Generally speaking, you are correct in that almost none of them would ever fire without the trigger being pulled.
Mandalay
@Howard Beale IV:
You are correct, and I was ignoring my own advice in post #81:
Gravenstone
@RK: Another ammosexual in our midst? At least this one seems to be on the terse side.
schrodinger's cat
@Elizabelle: Rich people are voting Democrat.
benw
@Gravenstone:
Ha! On a different topic, does anyone know of a good place to get a tire repaired in the north Detroit area? My van’s got a flat…
BobS
@Another Holocene Human: @Another Holocene Human: You’re right that people caught sleeping during a home invasion are unaware and helpless. I’d suggest getting a dog, ideally a dog like a German Shepherd whose storm-door rattling bark is something of a deterrent. A bonus is that they’re smart, loving, and loyal companions.
You’re also correct that houses are full of potential weapons, like knives, bats, etc. Or a Remington 870 shotgun.
@Mnemosyne (iPhone): My cousin killed himself with a gun. For 35 years I’ve cared for gunshot victims, both self-inflicted and otherwise. I know a little about the subject both personally and professionally.
Elizabelle
@schrodinger’s cat: And that’s a problem because ….?
Morning Joe had Chuck Todd on today. He informs that both parties’ leading candidates are unelectable. Talking about high negatives, I think. (Half awake.) I disagree. But he gets paid to say that stuff. Both parties.
They are humping a Biden bid so hard. I hope their letdown is televised despair. I shall be laughing.
Also, CNN was on, talking about Hillary’s high negatives.
I wish someone would poll us about MJoe and CNN and whether we could give them high negatives. I sure would.
Bill
Can I ask where people with deep concerns about protection from “home invasions” live? I’ve lived in cities, towns, rural areas and some of the densest urban settings on earth. Not once have I been the victim of a home invasion. Nor do I personally know anyone who has.
I know anecdotes are not data, but guns seem like a dangerous solution to a non-problem. Particularly when some good locks and a cell phone are probably more effective anyway.
Mnemosyne (iPhone)
@BobS:
And yet you’re fine with our current lack of any kind of reasonable gun control.
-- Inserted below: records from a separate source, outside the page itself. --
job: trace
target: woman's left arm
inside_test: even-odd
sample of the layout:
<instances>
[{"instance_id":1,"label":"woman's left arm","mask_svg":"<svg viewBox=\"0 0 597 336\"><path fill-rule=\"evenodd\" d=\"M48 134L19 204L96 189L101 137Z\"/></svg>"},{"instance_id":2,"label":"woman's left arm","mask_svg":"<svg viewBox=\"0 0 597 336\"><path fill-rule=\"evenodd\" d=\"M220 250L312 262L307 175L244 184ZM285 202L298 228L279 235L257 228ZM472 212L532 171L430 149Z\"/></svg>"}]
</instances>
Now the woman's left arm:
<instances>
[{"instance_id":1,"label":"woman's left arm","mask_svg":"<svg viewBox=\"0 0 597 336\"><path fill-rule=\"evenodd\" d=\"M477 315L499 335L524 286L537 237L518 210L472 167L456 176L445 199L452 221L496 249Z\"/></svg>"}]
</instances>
I guess that like Ben Carson, you think those gunshot wounds you’ve treated aren’t as bad as the damage to our civil liberties would be, amirite?
schrodinger's cat
@Elizabelle: It makes Democrats insensitive to their constituency that is struggling financially.
A guy
Just got home and getting ready to watch the pirates whip the cubs. My shotgun is just where I left it untouched by my kidd
Howard Beale IV
@Mandalay: And we need to drill that into all media.